Closed 1uc closed 1 month ago

1uc commented 1 month ago

A common pattern for creating semi-unstructured selection is to use many (small) RegularHyperSlab and chain them:

HyperSlab hyperslab;
for(auto slab : regular_hyper_slabs) {
  hyperslab |= slab;
}

This eventually triggers calling:

for(auto slab : regular_hyper_slabs) {
  auto [offset, stride, counts, blocks] = slab;
  H5Sselect_hyperslab(space_id, offset, stride, counts, block);
}

Measurements show that this has runtime that's quadratic in the number of regular hyper slabs.
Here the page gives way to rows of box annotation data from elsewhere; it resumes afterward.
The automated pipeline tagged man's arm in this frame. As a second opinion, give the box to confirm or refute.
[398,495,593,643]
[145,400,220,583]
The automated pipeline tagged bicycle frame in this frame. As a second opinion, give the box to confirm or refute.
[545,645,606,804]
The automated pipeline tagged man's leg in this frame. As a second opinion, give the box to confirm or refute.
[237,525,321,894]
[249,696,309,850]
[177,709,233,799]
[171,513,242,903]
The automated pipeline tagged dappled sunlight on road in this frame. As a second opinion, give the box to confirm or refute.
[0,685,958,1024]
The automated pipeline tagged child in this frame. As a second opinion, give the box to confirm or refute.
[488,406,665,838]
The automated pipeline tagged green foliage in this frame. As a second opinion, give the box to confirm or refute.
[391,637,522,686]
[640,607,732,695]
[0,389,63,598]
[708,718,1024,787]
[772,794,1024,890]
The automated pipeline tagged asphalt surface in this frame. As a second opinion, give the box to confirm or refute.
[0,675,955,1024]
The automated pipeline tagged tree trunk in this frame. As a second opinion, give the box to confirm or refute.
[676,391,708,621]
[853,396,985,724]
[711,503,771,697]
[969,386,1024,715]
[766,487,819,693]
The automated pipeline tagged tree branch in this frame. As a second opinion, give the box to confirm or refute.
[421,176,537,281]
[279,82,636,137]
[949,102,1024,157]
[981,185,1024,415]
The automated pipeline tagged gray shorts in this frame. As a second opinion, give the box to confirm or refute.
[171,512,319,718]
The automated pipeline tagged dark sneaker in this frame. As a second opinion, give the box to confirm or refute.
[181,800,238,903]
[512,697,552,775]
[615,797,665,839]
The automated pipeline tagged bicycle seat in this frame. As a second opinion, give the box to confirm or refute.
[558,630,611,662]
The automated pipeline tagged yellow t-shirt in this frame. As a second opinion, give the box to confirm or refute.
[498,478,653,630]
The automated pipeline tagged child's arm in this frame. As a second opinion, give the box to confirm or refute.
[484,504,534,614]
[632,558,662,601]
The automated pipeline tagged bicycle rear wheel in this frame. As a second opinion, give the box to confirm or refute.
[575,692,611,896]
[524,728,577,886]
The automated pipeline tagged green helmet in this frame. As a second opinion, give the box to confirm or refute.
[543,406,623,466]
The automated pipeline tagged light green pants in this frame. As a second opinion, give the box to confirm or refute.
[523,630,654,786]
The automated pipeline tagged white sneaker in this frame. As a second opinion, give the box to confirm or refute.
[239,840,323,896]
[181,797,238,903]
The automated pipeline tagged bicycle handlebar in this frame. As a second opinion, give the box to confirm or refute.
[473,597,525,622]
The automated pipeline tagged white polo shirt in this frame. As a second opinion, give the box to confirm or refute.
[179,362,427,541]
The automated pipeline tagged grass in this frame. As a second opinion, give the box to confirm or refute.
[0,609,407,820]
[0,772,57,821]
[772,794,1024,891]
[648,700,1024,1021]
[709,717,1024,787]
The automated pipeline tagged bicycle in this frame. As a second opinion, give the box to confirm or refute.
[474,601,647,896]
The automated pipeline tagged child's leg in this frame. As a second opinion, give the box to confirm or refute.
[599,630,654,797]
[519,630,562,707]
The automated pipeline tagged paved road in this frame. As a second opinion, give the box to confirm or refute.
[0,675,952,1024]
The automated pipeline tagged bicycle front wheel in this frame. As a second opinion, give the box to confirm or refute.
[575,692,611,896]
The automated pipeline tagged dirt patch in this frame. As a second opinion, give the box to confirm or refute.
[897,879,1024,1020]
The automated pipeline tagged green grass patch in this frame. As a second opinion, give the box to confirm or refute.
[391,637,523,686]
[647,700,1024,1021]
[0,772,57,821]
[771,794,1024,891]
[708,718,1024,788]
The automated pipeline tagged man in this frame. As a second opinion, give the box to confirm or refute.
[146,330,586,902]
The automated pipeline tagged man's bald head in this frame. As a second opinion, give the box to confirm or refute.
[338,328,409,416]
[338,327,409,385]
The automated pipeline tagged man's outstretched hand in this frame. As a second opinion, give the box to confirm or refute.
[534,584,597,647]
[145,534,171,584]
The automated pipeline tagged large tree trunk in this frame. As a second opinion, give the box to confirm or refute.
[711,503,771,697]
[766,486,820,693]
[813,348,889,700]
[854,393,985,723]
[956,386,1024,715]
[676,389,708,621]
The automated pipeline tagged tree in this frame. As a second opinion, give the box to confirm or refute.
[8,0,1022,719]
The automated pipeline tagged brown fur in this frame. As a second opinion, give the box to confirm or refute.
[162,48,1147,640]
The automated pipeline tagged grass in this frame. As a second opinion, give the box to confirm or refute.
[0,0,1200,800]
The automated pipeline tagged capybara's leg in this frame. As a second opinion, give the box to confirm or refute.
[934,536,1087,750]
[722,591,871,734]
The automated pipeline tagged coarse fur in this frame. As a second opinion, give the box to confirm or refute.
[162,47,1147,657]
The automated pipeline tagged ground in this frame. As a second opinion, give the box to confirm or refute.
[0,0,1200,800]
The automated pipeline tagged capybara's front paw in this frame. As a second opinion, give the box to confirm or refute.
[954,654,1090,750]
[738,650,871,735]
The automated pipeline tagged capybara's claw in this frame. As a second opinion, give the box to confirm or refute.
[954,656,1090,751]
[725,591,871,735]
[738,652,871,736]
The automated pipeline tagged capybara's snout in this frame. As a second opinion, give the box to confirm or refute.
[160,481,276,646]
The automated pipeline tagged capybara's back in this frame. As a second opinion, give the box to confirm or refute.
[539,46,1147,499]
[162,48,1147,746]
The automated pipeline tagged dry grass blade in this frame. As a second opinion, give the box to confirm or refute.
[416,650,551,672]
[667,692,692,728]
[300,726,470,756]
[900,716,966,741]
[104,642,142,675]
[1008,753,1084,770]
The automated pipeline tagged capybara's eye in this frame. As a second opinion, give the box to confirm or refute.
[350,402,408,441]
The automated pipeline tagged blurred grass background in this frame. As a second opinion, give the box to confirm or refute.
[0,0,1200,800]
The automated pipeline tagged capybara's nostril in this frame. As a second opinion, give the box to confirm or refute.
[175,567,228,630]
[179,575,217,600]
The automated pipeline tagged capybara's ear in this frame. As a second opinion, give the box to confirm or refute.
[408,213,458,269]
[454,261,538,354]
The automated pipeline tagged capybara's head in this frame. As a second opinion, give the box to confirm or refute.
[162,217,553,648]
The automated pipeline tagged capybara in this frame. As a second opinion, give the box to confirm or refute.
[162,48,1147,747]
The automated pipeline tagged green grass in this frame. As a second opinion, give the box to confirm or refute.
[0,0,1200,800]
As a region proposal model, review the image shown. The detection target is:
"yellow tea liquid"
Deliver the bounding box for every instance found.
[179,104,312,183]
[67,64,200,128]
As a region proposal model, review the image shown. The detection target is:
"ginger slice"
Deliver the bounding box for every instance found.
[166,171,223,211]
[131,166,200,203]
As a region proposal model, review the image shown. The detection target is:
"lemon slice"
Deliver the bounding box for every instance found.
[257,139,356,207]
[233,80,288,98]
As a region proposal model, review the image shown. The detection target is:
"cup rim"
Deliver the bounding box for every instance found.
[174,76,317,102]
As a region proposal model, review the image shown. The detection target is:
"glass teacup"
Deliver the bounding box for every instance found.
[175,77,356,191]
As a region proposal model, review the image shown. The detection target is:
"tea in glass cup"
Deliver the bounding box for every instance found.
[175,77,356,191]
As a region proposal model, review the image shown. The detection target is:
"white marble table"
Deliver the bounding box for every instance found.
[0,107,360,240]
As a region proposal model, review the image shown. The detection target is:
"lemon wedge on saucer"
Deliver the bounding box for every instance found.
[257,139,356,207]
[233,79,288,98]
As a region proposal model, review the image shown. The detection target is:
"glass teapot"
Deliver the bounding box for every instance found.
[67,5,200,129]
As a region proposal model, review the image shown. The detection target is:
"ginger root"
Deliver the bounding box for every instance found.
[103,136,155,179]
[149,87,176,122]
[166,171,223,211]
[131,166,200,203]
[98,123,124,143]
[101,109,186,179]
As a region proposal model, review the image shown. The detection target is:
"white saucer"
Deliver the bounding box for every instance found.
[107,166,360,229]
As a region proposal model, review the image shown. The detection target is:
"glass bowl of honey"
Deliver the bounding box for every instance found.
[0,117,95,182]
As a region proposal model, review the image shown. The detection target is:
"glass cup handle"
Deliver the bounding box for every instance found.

This starts becoming prohibitive at 10k - 40k slabs.

We noticed that H5Scombine_select does not suffer from the same performance issue. This allows us to optimize (long) chain of Op::Or using divide and conquer.

The current implementation only optimizes streaks of Op::Or.

codecov[bot] commented 1 month ago

Codecov Report

All modified and coverable lines are covered by tests :white_check_mark:

Project coverage is 86.88%. Comparing base (8145c27) to head (94727b8).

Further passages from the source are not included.